Kegiatan tersebut dilaksanakan selama dua hari, Rabu–Kamis, 2–3 September 2026, bertempat di Gedung Hasbi Assidiqy. Pelatihan ini diikuti oleh 45 perwakilan pelaku UKM dari berbagai wilayah di Kabupaten Aceh Utara.

Dalam kegiatan tersebut, panitia menghadirkan dua pemateri, yaitu Syarifuddin, dosen kewirausahaan pada Jurusan Teknik Industri Universitas Malikussaleh, serta Novaldie, ASN Pemerintah Kota Lhokseumawe.

Pelatihan ini bertujuan meningkatkan kapasitas sumber daya manusia (SDM) para pelaku UKM, khususnya dalam pemanfaatan teknologi digital, memperluas jangkauan pasar, mendorong inovasi, serta meningkatkan daya saing produk UKM di Kabupaten Aceh Utara.
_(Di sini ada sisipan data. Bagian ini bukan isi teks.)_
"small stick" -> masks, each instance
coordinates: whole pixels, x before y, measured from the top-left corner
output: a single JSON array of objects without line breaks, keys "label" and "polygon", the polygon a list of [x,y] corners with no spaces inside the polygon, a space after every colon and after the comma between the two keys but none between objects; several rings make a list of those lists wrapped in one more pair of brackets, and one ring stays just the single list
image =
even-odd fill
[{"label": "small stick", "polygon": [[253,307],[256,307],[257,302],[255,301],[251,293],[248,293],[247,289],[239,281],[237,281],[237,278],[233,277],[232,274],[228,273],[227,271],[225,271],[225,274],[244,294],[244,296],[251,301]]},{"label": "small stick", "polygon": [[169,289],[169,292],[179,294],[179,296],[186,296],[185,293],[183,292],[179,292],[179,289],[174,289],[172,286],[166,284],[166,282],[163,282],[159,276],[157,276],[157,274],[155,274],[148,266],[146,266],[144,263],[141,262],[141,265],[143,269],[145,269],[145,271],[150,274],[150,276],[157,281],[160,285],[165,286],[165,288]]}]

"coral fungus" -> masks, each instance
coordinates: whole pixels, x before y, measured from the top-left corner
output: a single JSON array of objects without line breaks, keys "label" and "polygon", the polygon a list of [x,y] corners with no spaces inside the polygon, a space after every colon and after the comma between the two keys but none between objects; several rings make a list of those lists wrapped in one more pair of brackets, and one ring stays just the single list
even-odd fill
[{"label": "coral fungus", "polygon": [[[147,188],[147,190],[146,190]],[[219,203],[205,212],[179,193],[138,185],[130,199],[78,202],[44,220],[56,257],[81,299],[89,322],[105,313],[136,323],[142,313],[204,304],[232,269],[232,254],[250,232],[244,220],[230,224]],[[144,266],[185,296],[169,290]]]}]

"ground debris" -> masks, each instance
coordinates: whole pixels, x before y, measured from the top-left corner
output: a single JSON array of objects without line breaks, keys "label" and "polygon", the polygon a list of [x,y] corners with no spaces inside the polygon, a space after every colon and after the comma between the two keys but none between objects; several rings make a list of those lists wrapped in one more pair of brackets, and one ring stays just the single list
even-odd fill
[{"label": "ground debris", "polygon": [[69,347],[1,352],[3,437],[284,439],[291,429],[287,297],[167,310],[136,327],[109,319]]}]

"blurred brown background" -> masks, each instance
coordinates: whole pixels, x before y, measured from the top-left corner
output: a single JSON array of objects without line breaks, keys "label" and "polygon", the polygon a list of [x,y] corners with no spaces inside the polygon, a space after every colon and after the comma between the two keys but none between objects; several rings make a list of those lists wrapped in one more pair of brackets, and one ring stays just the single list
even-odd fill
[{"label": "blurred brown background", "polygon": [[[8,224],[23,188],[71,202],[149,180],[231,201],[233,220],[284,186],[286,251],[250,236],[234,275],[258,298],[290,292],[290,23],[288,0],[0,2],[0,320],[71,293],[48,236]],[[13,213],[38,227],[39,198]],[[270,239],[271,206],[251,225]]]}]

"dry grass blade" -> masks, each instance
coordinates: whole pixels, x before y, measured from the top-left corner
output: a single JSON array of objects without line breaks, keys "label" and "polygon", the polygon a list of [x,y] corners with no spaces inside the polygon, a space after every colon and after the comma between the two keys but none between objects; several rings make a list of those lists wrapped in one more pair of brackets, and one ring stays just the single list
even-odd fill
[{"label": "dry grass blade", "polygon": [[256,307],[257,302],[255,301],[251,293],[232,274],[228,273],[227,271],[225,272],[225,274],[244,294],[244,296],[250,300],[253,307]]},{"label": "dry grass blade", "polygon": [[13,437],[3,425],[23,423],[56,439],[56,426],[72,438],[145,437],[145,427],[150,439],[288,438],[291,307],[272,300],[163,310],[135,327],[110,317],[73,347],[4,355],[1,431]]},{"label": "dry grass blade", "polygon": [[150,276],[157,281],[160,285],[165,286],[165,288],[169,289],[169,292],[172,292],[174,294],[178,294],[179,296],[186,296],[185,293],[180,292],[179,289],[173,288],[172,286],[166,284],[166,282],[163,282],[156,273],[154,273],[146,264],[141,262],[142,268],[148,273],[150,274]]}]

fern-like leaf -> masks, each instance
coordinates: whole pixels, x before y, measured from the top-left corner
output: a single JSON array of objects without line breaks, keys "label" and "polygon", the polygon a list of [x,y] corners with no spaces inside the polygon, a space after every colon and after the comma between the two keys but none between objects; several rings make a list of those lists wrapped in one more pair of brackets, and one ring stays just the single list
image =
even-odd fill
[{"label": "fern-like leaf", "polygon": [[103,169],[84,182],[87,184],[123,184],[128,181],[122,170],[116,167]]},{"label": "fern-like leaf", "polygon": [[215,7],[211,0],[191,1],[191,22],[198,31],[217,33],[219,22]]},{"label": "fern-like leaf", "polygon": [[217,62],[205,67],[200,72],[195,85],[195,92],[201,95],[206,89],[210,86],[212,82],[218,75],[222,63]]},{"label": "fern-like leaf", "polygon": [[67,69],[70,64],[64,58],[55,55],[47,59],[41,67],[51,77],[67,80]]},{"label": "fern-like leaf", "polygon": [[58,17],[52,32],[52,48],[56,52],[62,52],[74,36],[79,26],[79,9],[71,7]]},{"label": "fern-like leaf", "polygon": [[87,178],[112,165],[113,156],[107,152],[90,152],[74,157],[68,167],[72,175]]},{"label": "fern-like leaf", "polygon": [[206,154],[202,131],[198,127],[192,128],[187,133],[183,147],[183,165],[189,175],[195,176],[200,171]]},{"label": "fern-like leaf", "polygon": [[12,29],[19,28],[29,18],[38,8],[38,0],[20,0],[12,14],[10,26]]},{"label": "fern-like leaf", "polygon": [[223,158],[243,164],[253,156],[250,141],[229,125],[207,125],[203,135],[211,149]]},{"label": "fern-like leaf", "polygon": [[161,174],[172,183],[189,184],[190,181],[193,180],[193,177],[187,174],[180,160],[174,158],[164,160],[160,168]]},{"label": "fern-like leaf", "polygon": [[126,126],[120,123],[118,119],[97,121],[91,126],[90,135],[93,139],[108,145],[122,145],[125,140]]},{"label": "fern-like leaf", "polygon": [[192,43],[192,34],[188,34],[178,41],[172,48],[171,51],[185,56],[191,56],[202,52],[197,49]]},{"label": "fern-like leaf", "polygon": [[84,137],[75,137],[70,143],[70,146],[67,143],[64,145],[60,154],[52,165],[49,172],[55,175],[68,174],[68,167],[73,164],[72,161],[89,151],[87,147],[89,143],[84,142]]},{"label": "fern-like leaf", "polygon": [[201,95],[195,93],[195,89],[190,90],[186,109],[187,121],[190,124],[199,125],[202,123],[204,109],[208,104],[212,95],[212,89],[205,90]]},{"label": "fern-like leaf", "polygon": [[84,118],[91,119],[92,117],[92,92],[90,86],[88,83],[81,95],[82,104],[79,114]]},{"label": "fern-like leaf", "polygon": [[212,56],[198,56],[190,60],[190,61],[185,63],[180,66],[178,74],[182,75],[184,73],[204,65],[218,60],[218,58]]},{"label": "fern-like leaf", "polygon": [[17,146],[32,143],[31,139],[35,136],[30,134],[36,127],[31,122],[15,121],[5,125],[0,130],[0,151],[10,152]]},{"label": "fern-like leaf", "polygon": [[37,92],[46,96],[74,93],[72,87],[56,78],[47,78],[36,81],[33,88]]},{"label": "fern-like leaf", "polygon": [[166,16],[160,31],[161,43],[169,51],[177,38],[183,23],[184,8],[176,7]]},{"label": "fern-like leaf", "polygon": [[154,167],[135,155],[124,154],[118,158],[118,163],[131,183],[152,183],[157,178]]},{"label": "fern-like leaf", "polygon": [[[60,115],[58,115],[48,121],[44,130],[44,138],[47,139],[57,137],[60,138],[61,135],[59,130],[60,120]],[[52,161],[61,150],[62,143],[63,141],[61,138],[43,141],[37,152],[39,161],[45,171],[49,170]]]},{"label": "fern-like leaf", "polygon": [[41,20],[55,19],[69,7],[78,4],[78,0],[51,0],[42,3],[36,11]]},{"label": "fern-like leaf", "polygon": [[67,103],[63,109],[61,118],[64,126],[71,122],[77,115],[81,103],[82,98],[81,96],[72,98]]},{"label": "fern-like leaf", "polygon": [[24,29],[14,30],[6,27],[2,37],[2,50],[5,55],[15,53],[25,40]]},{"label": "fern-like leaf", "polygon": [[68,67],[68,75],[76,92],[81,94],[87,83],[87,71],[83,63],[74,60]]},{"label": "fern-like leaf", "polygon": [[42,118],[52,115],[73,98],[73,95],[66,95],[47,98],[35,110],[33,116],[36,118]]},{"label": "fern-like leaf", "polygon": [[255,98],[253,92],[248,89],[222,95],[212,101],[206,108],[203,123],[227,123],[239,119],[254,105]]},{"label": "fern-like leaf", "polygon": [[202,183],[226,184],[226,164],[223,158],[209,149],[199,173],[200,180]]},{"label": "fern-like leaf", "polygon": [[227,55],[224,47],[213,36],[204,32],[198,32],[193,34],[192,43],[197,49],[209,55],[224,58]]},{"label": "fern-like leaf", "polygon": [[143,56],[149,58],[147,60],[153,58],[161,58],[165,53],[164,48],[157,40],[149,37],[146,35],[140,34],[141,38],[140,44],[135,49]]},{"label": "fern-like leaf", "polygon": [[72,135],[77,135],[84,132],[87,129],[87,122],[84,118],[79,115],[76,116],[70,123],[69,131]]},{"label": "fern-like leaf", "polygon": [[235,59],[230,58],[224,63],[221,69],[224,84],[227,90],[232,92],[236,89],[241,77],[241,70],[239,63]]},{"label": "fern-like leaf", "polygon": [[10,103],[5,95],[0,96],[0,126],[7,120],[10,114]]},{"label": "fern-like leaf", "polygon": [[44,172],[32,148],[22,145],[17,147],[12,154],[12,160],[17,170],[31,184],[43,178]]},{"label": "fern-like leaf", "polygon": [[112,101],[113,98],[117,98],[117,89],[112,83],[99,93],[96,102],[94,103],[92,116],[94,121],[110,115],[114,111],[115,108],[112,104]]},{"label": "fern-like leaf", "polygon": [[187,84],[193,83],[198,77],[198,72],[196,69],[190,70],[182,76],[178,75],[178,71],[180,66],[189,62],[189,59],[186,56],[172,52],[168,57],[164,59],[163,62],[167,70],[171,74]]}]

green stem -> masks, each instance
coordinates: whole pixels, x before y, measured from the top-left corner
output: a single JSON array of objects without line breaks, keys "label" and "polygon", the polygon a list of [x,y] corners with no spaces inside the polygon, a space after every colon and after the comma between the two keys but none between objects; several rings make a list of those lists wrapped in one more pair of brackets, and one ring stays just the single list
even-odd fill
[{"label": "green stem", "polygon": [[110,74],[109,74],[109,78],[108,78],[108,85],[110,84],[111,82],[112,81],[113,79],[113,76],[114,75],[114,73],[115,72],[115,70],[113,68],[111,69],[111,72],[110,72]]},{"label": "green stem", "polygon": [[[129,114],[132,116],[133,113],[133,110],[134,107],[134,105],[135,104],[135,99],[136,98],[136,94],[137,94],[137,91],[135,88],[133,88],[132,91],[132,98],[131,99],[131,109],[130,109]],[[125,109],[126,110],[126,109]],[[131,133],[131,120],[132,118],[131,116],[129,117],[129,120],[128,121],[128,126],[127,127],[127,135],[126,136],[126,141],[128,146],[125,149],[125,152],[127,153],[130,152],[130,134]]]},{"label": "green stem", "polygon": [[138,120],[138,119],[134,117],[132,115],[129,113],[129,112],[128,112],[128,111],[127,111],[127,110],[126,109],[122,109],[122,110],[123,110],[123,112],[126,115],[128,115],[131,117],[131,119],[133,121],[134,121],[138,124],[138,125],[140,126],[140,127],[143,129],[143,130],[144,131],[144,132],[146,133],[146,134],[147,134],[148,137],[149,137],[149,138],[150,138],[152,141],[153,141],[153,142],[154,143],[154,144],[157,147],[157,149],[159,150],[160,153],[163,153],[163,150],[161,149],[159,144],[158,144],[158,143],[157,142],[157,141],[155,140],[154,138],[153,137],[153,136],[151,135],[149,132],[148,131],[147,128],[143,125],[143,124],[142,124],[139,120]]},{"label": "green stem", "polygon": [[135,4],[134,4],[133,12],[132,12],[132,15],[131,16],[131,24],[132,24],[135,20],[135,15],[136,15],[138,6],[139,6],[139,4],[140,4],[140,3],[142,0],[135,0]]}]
Selain itu, kegiatan tersebut diharapkan dapat memunculkan ide-ide baru dan mendorong berkembangnya produk-produk unggulan Aceh Utara sehingga mampu menggerakkan perekonomian daerah serta mewujudkan Aceh Utara yang bangkit, sebagaimana cita-cita Pemerintah Kabupaten Aceh Utara di bawah kepemimpinan Ayahwa–Panyang.

Perkembangan teknologi yang begitu pesat menuntut para pelaku UKM untuk terus berinovasi dan mampu memanfaatkan teknologi secara optimal. Pemanfaatan teknologi digital diharapkan dapat membantu pelaku usaha meningkatkan strategi pemasaran, memperluas jangkauan pasar, serta pada akhirnya meningkatkan pendapatan.

Kepala Bidang Koperasi, Usaha Kecil Mikro (UKM) Muzakkar, ST., MT., mengatakan bahwa pelaku UKM mencakup setiap orang maupun kelompok yang menjalankan kegiatan usaha, baik di bidang produksi maupun penjualan.

“Rantai bisnis dimulai dari komoditas, produksi, hingga penjualan atau pemasaran (market). Untuk menjadi pengusaha sukses, usaha harus terus berjalan dan pengusahanya juga harus mampu mengembangkan usahanya,” ujar Muzakkar.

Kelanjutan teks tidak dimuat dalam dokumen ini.